De son père, Macha a hérité l’amour de la littérature et de la langue française. De sa mère, originaire de Gatineau, une facilité pour l’anglais qu’elle parle à la perfection et sans accent.

Dix ans après la mort de son père, le cancer a emporté sa mère. Au même moment, Macha entreprenait le tournage de Familia de Louise Archambault dans le rôle d’une mère froide et rigide dont la vie parfaite est en train de se fissurer. Ce rôle dramatique qu’elle interprète avec finesse et sensibilité marque un tournant et efface les derniers vestiges de la starlette qu’elle fut à ses débuts. C’est d’ailleurs un peu le même rôle qu’elle reprend dans The Year Dolly Parton Was My Mom, mais dans le contexte des années 70 avec le féminisme en toile de fond. Son personnage dans le film de Tara Johns est une ménagère qui s’accroche à son tablier et à ses bigoudis, mais qui finit par accepter le changement sous la pression de la petite fille qu’elle a adoptée.

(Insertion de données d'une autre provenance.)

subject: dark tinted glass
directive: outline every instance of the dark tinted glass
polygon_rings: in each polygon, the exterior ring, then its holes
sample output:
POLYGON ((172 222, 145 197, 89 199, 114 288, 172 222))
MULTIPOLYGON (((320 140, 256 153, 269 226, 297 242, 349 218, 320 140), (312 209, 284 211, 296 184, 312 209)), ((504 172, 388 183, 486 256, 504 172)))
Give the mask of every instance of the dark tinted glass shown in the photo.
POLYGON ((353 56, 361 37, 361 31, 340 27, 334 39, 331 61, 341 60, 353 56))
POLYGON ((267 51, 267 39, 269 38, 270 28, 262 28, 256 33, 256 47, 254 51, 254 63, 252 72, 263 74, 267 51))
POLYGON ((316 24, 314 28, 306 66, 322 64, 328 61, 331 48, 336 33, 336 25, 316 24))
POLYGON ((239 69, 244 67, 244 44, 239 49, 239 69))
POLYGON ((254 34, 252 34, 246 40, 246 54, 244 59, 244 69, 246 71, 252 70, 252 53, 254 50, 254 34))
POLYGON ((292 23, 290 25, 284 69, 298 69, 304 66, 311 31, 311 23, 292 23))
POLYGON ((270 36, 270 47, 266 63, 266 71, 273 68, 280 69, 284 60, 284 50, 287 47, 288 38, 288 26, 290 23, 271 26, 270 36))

Le film a été tourné en partie dans les Prairies et en partie à Montréal. Même si son anglais y est parfait, Macha Grenon a travaillé longuement son accent avec un coach. Six mois auparavant, elle donnait la réplique à Paul Giamatti dans Barney’s Version, tiré du roman de Mordecai Richler. Elle y campait le personnage loufoque de Solange, une actrice ratée qui a néanmoins un gros fan-club en Bulgarie.

À l’évidence, la carrière en anglais de Macha Grenon se porte bien. Mais pas question pour elle de prendre un agent à Los Angeles ou Toronto. «Je n’ai pas cette ambition-là, dit-elle. Je me considère avant tout comme une actrice québécoise. Mes racines sont ici. Ma vie de femme aussi. Et puis, je me vois mal tourner cinq ou six films par année. J’ai besoin de temps entre les projets et besoin, surtout, de revenir à une vie qui n’est pas en lien avec le milieu artistique.»

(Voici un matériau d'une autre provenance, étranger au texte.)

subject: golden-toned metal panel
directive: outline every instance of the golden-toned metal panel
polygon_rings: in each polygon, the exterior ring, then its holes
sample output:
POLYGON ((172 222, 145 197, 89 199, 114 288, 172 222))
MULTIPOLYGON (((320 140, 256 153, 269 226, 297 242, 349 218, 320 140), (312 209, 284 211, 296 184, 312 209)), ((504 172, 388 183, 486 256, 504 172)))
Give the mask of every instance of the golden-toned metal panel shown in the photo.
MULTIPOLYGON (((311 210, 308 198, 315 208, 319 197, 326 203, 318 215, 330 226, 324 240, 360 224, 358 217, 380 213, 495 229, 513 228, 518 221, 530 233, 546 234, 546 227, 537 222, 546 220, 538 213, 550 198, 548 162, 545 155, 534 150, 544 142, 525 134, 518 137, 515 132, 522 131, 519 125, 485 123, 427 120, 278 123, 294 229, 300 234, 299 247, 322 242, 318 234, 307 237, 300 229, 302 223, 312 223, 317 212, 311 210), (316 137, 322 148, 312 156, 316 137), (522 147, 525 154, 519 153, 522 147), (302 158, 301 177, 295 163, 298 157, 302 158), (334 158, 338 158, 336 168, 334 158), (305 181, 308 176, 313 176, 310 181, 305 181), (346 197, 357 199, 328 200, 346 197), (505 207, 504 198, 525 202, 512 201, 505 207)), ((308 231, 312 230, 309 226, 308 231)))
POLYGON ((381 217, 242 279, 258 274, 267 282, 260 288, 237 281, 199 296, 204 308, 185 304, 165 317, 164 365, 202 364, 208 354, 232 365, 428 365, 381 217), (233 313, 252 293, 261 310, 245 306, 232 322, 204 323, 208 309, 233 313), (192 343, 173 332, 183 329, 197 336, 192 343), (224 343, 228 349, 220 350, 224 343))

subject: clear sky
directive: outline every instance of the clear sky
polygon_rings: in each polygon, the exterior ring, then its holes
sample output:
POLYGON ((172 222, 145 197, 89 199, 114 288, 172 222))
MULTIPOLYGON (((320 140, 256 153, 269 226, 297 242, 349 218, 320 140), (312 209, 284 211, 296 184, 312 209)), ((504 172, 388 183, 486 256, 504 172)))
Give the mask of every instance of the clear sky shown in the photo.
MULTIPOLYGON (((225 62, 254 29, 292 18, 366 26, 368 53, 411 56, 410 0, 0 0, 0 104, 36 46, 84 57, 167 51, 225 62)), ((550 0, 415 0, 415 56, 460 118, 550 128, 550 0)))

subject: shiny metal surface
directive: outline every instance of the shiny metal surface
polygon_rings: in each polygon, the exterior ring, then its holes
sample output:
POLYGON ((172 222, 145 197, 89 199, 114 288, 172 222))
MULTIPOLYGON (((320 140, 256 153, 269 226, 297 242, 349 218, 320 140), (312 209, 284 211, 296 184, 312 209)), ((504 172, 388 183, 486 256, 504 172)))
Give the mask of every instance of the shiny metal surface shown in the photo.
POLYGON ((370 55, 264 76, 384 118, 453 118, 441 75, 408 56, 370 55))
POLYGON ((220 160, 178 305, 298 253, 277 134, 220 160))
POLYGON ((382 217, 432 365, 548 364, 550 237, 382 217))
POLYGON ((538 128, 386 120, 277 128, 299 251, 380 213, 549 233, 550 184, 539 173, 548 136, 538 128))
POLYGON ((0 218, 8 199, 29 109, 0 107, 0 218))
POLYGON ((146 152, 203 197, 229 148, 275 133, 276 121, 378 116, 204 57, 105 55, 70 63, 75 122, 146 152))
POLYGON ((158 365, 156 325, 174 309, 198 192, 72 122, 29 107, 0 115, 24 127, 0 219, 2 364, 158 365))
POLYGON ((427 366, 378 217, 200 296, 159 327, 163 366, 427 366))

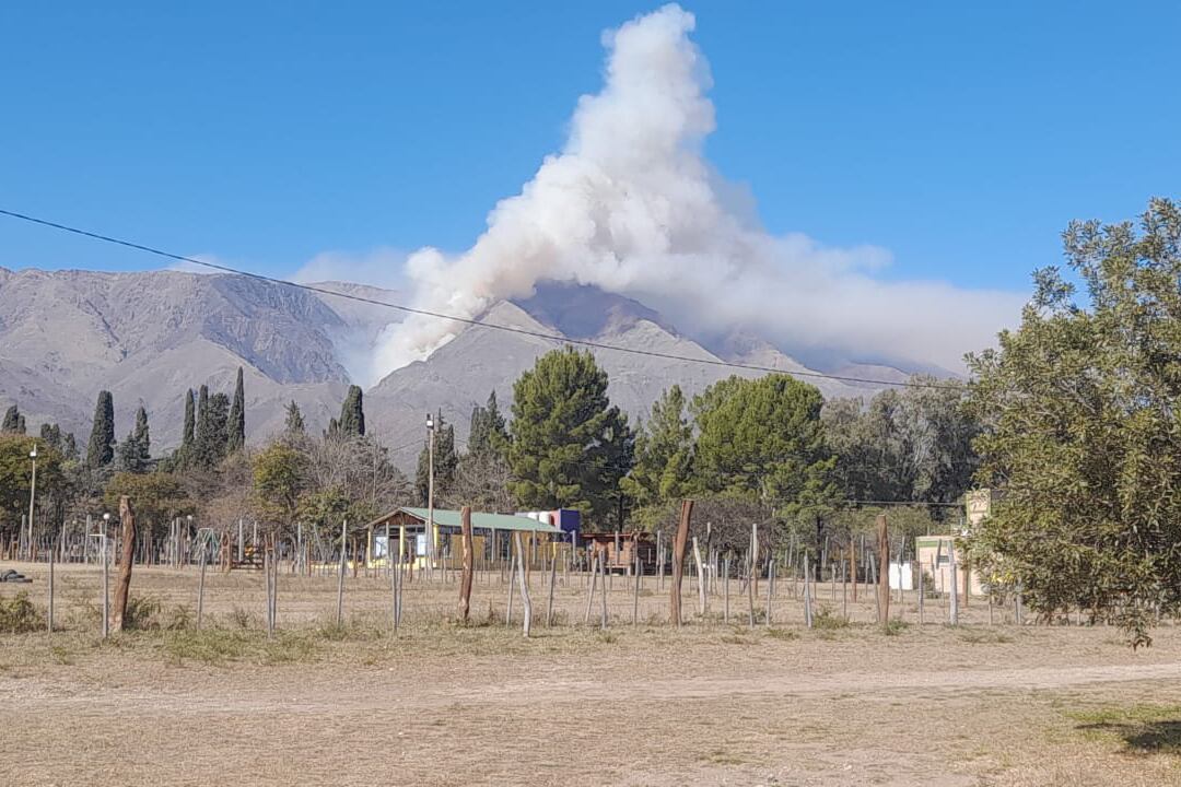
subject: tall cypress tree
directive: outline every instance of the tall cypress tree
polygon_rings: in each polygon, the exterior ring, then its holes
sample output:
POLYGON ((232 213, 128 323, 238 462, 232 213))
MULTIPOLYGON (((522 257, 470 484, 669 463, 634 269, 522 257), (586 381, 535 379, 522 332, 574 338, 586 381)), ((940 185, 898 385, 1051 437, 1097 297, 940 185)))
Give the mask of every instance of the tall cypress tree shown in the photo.
POLYGON ((197 414, 193 408, 193 388, 184 394, 184 431, 181 433, 181 450, 191 451, 193 435, 197 428, 197 414))
POLYGON ((148 461, 151 458, 151 435, 148 431, 148 411, 144 409, 143 405, 139 405, 139 409, 136 411, 136 429, 132 432, 132 437, 139 448, 139 455, 144 461, 148 461))
POLYGON ((345 404, 340 406, 339 427, 345 437, 365 435, 365 407, 360 386, 348 386, 345 404))
POLYGON ((12 405, 8 409, 4 412, 4 424, 0 425, 0 432, 14 433, 19 425, 20 425, 20 411, 17 409, 15 405, 12 405))
POLYGON ((116 466, 129 473, 145 473, 151 466, 151 438, 148 432, 148 411, 143 405, 136 411, 136 426, 119 444, 116 466))
POLYGON ((78 461, 78 441, 74 440, 73 432, 66 432, 61 440, 61 453, 71 461, 78 461))
POLYGON ((234 404, 229 407, 229 437, 227 448, 230 453, 246 446, 246 392, 242 388, 242 367, 237 367, 237 382, 234 385, 234 404))
POLYGON ((213 470, 226 458, 228 442, 229 396, 209 395, 209 387, 201 386, 197 394, 197 428, 193 439, 193 465, 213 470))
POLYGON ((90 431, 86 465, 91 470, 105 467, 115 459, 115 399, 110 391, 98 392, 94 405, 94 425, 90 431))
POLYGON ((300 412, 299 405, 292 399, 291 404, 287 405, 287 420, 283 422, 283 433, 288 437, 294 437, 296 434, 305 434, 306 432, 304 413, 300 412))

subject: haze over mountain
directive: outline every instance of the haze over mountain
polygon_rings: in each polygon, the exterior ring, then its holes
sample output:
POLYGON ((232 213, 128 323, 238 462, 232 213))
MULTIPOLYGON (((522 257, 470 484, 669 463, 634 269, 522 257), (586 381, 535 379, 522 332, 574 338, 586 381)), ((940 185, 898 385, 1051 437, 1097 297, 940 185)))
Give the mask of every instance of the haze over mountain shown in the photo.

De la part d’une fille qui s’en va aux Oscars, autant dire que ces derniers propos font sourire. Macha Grenon les dit d’ailleurs en riant un peu d’elle-même.

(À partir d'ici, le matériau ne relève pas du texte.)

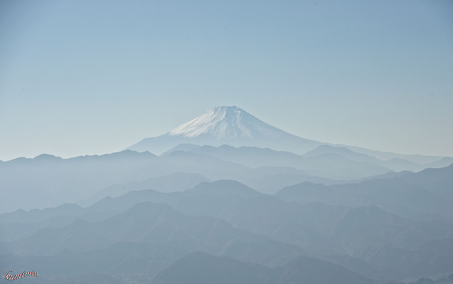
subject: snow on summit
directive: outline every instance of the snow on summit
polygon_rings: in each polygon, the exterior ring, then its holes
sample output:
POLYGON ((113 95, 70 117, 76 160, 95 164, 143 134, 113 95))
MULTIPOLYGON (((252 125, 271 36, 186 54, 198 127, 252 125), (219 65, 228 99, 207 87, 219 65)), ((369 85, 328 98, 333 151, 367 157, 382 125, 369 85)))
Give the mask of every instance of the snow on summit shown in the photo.
POLYGON ((275 127, 237 106, 218 106, 173 130, 144 138, 127 148, 160 154, 180 144, 233 147, 252 146, 303 154, 321 142, 275 127))
POLYGON ((219 106, 168 132, 171 136, 210 135, 217 140, 275 136, 281 130, 263 123, 237 106, 219 106))

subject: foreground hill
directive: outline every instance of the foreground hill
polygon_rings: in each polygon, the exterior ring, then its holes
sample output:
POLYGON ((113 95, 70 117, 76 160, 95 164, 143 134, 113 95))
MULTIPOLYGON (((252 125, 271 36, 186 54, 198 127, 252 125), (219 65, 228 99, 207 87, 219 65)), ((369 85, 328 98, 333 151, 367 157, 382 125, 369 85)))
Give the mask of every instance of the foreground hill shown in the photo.
POLYGON ((326 261, 297 258, 283 266, 269 268, 228 257, 195 252, 161 272, 153 284, 371 284, 359 274, 326 261))

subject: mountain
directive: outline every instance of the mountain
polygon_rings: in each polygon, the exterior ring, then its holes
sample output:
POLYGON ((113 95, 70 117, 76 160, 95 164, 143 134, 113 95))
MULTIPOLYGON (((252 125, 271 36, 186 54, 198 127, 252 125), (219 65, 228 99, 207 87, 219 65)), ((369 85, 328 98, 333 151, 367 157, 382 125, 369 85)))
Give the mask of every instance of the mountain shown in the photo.
POLYGON ((153 284, 372 283, 341 266, 300 256, 283 266, 269 268, 229 257, 194 252, 161 272, 153 284), (326 273, 328 271, 328 273, 326 273))
POLYGON ((358 207, 377 205, 401 216, 435 213, 453 216, 453 165, 384 175, 359 183, 337 185, 309 182, 288 186, 275 194, 301 204, 321 202, 358 207))
POLYGON ((161 154, 184 143, 256 146, 303 154, 321 143, 275 127, 237 106, 219 106, 163 135, 146 138, 128 149, 161 154))

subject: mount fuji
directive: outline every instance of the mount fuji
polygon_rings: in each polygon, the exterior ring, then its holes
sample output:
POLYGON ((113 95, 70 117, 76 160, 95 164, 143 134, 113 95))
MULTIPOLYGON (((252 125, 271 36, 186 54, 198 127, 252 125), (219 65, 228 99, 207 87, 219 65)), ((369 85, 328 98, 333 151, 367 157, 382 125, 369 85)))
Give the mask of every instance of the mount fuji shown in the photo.
POLYGON ((145 138, 127 149, 160 154, 180 144, 252 146, 304 154, 321 142, 302 138, 256 118, 237 106, 219 106, 163 135, 145 138))

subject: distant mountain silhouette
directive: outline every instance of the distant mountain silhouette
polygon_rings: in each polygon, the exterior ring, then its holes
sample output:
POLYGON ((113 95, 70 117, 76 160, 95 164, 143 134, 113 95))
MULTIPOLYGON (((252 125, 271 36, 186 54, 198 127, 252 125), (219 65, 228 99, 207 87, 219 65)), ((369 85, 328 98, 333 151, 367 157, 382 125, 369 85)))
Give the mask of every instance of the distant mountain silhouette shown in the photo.
POLYGON ((161 154, 183 143, 256 146, 299 154, 321 144, 270 125, 237 106, 219 106, 163 135, 144 139, 127 149, 161 154))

Après avoir résisté avec la dernière énergie à l’idée de s’acheter une robe pour les Oscars, elle a finalement abdiqué. «Sur le coup, j’avais juste envie d’être à l’aise dans une de mes vieilles robes. Après tout, je ne m’en vais pas donner un show. Puis je me suis ravisée et j’ai fini par trouver une robe sobre, discrète, mais de circonstance.» Demain soir, sur le tapis rouge de Hollywood Boulevard, les flashs des appareils photo vont crépiter comme des mitraillettes. Pour Macha et son amoureux qui sont tous les deux très jaloux de leur vie privée, ce ne sera pas seulement la première fois qu’ils vont aux Oscars, mais la première fois qu’ils font une apparition publique ensemble. Autant dire que le moment sera historique.